My wife and I binged The Stranger on Netflix, mostly last night, and last two of the eight episodes, today. It's based on Harlan Coben's novel. and it's intricately plotted, with tight as a drum resolutions, just as you'd expect from a Coben work. Indeed, even more. Which makes it about the best detective mystery series we've seen on any kind of television in years, maybe ever.
All I'll tell you about the plot is that a husband (Adam Price) is told a secret about this wife, which, when he confronts her about it, leads to her disappearance. That happens in the first episode. The rest of the series shows us the husband in search of his wife. The search leads to all kinds of stunning surprises about his family and neighbors, all of which, though seemingly beyond the most dogged detective work, tie together plausibly in the end.
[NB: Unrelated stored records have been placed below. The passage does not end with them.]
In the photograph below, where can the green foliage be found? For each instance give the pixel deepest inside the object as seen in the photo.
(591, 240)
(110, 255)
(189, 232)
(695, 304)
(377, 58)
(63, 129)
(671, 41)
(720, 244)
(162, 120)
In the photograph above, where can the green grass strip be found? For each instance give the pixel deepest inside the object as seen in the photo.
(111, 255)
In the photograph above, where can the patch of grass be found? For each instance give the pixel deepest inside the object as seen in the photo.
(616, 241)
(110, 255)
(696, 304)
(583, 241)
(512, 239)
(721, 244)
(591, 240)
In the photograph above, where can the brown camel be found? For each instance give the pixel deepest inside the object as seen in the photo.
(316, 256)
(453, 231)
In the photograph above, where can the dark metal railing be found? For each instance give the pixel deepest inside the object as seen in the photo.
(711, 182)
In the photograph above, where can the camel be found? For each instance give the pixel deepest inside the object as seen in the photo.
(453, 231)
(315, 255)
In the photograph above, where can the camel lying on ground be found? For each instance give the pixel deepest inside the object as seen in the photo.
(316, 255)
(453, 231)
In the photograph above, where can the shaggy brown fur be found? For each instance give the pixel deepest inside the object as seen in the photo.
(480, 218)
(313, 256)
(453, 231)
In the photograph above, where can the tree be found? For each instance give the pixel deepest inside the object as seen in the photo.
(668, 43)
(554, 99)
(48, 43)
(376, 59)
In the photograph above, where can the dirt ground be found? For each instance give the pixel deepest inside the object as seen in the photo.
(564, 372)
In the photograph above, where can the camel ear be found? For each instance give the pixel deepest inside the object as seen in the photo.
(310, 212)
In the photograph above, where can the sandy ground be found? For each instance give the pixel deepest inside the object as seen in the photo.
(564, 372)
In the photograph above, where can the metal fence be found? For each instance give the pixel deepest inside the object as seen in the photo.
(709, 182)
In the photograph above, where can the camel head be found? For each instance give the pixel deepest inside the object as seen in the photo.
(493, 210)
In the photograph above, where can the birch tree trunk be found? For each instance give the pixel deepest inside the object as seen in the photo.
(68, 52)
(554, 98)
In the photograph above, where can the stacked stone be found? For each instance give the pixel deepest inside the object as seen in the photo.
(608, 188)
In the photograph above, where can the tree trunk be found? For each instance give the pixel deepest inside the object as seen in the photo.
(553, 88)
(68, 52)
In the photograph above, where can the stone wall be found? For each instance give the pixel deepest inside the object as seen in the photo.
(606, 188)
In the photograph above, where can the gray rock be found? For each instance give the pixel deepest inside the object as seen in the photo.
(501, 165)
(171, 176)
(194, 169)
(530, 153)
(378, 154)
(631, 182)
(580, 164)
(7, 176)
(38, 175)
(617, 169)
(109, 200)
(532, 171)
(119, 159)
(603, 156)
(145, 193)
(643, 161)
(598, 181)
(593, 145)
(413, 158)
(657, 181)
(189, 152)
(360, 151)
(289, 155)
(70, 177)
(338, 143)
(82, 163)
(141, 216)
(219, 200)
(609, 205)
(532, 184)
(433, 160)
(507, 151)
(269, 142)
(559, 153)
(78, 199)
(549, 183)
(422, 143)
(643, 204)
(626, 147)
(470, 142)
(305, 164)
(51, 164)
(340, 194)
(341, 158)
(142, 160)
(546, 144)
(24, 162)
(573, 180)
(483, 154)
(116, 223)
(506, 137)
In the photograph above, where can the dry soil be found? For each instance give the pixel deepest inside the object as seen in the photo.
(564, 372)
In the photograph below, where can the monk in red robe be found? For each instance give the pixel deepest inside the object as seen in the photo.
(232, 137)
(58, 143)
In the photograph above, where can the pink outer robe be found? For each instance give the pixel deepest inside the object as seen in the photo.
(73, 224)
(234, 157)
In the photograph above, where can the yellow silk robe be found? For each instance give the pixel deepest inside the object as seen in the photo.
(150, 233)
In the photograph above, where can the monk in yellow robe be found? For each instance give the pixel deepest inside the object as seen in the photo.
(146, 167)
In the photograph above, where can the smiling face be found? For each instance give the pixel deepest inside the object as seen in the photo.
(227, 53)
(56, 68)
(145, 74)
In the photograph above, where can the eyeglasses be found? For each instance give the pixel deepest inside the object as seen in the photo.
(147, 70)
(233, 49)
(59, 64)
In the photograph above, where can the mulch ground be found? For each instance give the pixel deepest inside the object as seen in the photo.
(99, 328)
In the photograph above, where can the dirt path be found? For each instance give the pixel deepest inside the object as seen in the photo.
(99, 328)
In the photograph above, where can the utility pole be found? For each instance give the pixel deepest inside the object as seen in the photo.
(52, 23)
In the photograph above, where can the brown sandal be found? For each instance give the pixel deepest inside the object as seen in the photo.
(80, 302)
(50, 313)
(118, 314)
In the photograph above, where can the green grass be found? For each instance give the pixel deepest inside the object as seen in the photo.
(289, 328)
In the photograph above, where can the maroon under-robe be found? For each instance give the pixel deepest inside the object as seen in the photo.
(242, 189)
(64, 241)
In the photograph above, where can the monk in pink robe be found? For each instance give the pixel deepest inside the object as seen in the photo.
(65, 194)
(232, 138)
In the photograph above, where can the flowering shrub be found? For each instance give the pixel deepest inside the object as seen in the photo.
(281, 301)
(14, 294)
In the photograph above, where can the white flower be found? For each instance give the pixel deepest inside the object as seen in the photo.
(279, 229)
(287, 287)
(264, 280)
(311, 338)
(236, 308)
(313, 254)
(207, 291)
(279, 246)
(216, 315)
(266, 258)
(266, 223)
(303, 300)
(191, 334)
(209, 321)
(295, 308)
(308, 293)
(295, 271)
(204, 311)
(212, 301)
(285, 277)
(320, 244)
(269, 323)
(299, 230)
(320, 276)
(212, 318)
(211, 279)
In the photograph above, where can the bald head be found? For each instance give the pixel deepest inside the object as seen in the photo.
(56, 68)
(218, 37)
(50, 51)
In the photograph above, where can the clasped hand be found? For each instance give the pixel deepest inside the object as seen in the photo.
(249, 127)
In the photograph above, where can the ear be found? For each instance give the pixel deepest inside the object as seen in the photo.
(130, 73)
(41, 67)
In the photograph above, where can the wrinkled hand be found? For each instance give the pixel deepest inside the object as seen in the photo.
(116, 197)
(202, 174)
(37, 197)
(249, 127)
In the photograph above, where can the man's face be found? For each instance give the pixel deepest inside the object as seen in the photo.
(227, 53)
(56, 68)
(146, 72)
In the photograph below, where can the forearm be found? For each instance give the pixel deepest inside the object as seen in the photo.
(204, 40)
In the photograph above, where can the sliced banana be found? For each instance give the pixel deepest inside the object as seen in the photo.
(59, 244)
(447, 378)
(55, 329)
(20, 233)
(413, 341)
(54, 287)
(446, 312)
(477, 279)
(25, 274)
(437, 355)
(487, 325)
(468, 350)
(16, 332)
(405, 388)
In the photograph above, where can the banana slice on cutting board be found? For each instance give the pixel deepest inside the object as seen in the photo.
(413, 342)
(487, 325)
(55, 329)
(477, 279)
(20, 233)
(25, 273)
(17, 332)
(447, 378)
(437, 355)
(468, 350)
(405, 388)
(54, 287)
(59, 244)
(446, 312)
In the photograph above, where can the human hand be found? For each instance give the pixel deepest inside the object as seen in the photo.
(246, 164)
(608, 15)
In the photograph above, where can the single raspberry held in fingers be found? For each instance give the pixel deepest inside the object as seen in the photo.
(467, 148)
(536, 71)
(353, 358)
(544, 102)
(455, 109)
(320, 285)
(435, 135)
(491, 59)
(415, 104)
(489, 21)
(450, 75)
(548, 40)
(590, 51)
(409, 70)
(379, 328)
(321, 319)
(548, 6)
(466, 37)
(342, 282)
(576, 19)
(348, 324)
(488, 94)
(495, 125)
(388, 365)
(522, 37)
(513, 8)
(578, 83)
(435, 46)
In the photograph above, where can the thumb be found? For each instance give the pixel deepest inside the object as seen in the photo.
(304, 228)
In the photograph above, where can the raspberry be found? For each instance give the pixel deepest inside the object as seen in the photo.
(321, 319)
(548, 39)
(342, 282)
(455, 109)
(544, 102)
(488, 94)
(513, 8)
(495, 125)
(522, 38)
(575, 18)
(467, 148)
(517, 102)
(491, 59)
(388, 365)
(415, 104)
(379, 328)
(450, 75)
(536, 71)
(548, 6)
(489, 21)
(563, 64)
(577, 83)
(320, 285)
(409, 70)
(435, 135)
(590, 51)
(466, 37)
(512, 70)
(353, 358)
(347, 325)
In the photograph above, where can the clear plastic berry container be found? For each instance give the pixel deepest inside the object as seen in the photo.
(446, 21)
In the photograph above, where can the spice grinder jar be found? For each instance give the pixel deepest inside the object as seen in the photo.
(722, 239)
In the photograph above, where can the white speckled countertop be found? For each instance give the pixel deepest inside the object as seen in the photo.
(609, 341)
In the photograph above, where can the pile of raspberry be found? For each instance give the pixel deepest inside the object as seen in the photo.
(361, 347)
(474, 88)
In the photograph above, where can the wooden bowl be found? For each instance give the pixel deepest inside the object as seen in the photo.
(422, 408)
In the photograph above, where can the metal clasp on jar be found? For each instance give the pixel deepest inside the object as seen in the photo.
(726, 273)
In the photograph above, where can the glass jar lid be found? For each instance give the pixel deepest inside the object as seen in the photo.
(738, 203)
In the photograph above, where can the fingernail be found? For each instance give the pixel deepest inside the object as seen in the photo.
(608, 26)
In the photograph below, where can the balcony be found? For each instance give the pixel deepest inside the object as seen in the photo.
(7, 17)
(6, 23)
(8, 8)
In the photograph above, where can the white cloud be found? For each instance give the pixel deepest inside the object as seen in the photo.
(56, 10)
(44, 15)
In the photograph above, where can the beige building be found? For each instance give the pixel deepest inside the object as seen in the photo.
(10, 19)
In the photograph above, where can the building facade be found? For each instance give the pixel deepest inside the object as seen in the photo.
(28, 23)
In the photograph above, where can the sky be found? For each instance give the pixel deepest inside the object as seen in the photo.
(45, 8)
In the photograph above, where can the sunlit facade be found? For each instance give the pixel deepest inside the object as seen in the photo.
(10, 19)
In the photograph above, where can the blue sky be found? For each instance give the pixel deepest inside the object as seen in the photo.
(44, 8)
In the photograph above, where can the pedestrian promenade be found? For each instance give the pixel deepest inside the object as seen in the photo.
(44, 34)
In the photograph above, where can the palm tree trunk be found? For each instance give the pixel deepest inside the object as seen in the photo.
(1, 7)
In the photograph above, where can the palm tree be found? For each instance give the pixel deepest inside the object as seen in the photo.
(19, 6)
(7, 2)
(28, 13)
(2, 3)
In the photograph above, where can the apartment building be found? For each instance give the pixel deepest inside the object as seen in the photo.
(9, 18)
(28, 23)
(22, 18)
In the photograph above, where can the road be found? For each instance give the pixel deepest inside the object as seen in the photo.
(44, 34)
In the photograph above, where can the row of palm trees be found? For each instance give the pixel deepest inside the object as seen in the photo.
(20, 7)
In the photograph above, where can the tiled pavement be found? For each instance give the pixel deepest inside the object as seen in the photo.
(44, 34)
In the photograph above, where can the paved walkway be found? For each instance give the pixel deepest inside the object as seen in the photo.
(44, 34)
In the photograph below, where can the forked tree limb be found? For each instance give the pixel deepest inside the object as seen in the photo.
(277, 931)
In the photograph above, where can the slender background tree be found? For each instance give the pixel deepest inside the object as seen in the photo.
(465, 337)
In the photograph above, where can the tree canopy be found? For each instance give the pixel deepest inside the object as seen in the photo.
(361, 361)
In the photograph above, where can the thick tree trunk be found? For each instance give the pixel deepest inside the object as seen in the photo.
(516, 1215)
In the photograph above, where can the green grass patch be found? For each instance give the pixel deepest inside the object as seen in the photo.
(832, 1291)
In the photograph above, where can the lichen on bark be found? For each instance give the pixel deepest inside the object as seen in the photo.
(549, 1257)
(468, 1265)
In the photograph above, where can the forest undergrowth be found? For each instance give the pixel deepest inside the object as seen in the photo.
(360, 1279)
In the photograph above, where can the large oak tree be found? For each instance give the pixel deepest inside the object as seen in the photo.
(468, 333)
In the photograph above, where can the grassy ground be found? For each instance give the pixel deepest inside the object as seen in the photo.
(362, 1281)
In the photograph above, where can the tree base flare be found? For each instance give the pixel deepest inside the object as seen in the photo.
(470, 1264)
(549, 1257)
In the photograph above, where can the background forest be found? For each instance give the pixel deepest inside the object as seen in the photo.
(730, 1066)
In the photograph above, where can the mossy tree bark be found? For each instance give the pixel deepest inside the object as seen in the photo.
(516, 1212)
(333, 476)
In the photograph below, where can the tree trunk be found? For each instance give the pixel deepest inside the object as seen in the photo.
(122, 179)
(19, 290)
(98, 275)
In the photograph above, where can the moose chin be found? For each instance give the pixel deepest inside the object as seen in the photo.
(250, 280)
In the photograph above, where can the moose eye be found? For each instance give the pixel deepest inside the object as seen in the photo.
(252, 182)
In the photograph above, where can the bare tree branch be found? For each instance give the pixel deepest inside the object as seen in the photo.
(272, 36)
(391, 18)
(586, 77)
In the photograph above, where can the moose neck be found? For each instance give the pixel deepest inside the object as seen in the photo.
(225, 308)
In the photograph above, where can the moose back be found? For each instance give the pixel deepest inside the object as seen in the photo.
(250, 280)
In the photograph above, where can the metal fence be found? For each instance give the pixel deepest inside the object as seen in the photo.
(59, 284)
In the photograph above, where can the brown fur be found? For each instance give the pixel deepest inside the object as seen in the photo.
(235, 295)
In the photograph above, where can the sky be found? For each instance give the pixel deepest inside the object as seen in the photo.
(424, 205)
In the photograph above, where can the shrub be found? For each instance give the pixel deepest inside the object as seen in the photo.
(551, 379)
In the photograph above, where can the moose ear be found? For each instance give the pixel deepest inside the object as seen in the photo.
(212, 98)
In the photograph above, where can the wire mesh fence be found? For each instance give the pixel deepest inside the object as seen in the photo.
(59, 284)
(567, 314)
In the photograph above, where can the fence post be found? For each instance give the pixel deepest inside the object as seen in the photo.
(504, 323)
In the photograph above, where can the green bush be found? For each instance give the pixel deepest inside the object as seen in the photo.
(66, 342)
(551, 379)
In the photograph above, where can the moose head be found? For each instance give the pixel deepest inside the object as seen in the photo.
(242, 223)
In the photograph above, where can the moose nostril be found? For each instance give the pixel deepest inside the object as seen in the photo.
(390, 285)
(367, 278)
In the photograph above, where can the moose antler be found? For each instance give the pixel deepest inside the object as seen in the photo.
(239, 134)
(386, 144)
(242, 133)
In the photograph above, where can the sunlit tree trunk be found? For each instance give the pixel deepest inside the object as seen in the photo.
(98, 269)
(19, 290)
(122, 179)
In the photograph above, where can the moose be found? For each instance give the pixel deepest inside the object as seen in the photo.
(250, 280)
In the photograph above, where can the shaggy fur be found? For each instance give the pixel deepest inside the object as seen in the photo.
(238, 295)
That's no small feat in a genre in which far fewer twists and turns are left not fully explained. And The Stranger does this with surprising villains and heroes at almost every turn, and moral ambiguities swirling around just about every scene. In that sense, The Stranger is but a canvas in which the complexities of life in this world are writ large on the screen.
I haven't read Coben's novel, but I understand it takes place in America. The Stranger unfolds in England, and feels perfectly situated there. It's peopled by top-notch British actors, including MI-5's Richard Armitage (who plays Adam Price in The Stranger) and Siobhan Finneran (DS Johanna Griffin in The Stranger) from Downton Abbey. But everyone else in this series puts in some great acting, too, including Jacob Dudman as Adam's eldest son Thomas, and the always excellent Stephen Rea as the pivotal Martin Killane.
But I may have said too much already, and, if I were you, I'd stop reading about The Stranger, and snap it up asap.